Infertility and its causes
If a couple is unable to conceive even after one year of trying without any protection, it is defined as infertility.
“The causes for infertility in women are many – they range from lifestyle causes like age, stress, obesity to biological reasons like ovulation issues, hormonal imbalances or endometriosis. Though treatable, the cause for infertility in women can be tough to diagnose,” Dr Nausheen Khan, gynecologist at Lal Ded Hospital, Srinagar said.
She said a woman’s ability to conceive starts reducing after she turns 35 years of age.
“Many women in the valley now marry in their 30s and want to start a family a few years later. However, by this time the quality of eggs produced by the ovaries has already been affected. There is another aspect to age, which also needs to be looked at. This is the ovarian or sexual age, which is often the cause for premature ovarian failure,” Dr Khan said.
She noted that about one-fourth cases of infertility in women in Kashmir are attributed to ovulation disorders, including Poly-cystic ovarian disease (PCOD).
“These can be triggered by stress, unhealthy eating habits, obesity, exposure to radiation from mobile phones or laptops or even BPA commonly found in household plasticware or non-stick pans. Women who have erratic periods are more likely to have trouble conceiving naturally,” she said.
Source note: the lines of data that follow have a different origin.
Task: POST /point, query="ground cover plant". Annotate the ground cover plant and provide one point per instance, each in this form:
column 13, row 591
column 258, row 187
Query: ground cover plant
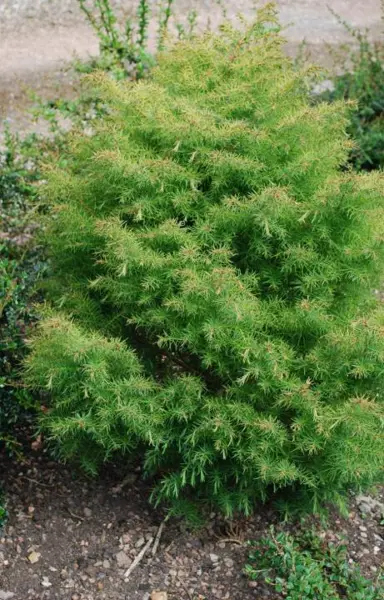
column 124, row 48
column 210, row 308
column 307, row 566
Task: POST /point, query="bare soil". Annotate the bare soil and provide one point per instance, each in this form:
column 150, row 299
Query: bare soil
column 72, row 538
column 40, row 37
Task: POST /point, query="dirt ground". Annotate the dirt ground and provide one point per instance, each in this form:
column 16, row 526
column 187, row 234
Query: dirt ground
column 72, row 538
column 39, row 37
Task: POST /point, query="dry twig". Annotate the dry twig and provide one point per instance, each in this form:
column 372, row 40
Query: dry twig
column 138, row 559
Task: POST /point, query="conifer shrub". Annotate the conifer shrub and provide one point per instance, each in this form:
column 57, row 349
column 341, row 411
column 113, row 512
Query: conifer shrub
column 211, row 309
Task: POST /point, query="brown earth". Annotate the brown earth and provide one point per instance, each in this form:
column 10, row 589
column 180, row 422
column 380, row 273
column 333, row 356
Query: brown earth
column 39, row 37
column 72, row 538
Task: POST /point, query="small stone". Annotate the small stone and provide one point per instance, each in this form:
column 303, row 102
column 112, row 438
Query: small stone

J&K has lowest fertility rate in India
National Family Health Survey data for 2019-21 has revealed that the lowest fertility rate among larger states is in J&K at 1.4. It is also the state that recorded the highest decline of 0.6 in fertility rate between the last survey in 2015-16 and the latest one.
Common misconceptions about infertility
The Kashmir Monitor also caught up with some health experts to bust some popular myths around infertility. Here are few mentioned below:
Myth: Conceiving a child is easy
Fact: One in six couples experience challenges with infertility sometime during their childbearing years. This is because several factors can affect the ability to get pregnant including age, weight, smoking, drug intake and sexually transmitted diseases (STDs).
Myth: Lifestyle changes can cure all infertility problems
Fact: Infertility can also be caused by ovulation disorders, blocked fallopian tubes, and genetically inherited problems in women and abnormal sperm production in men. Scheduling an appointment to see a fertility specialist could help explain the cause of infertility and if lifestyle changes are necessary.
Myth: Men don’t experience infertility
Fact: About 30 percent of infertility is due to a complication with the woman and 30 percent is due to a complication with the man. The other 40 percent is often unexplained or can be caused by both partners.
Myth: You’re not working hard enough
Fact: It is commonly believed that if a couple works hard enough, they will eventually get pregnant. However, sometimes this is not the case since many other factors can cause infertility. A woman who has been trying to get pregnant for one year and is under the age of 35 is recommended to see a fertility specialist. Because fertility declines with age, a woman who is over the age of 35 and has been trying to conceive for 6 months or more with no success is recommended to see a fertility specialist.
Myth: Infertility means that you can never have a child
Fact: Infertility is when a couple has trouble conceiving a child after six months to a year (depending on the age of the woman), not that they can never have a child. With the many fertility options available such as ovulation induction, insemination, fertility preservation and In Vitro Fertilization (IVF), many couples can have a child—or children—by finding the right treatment for them.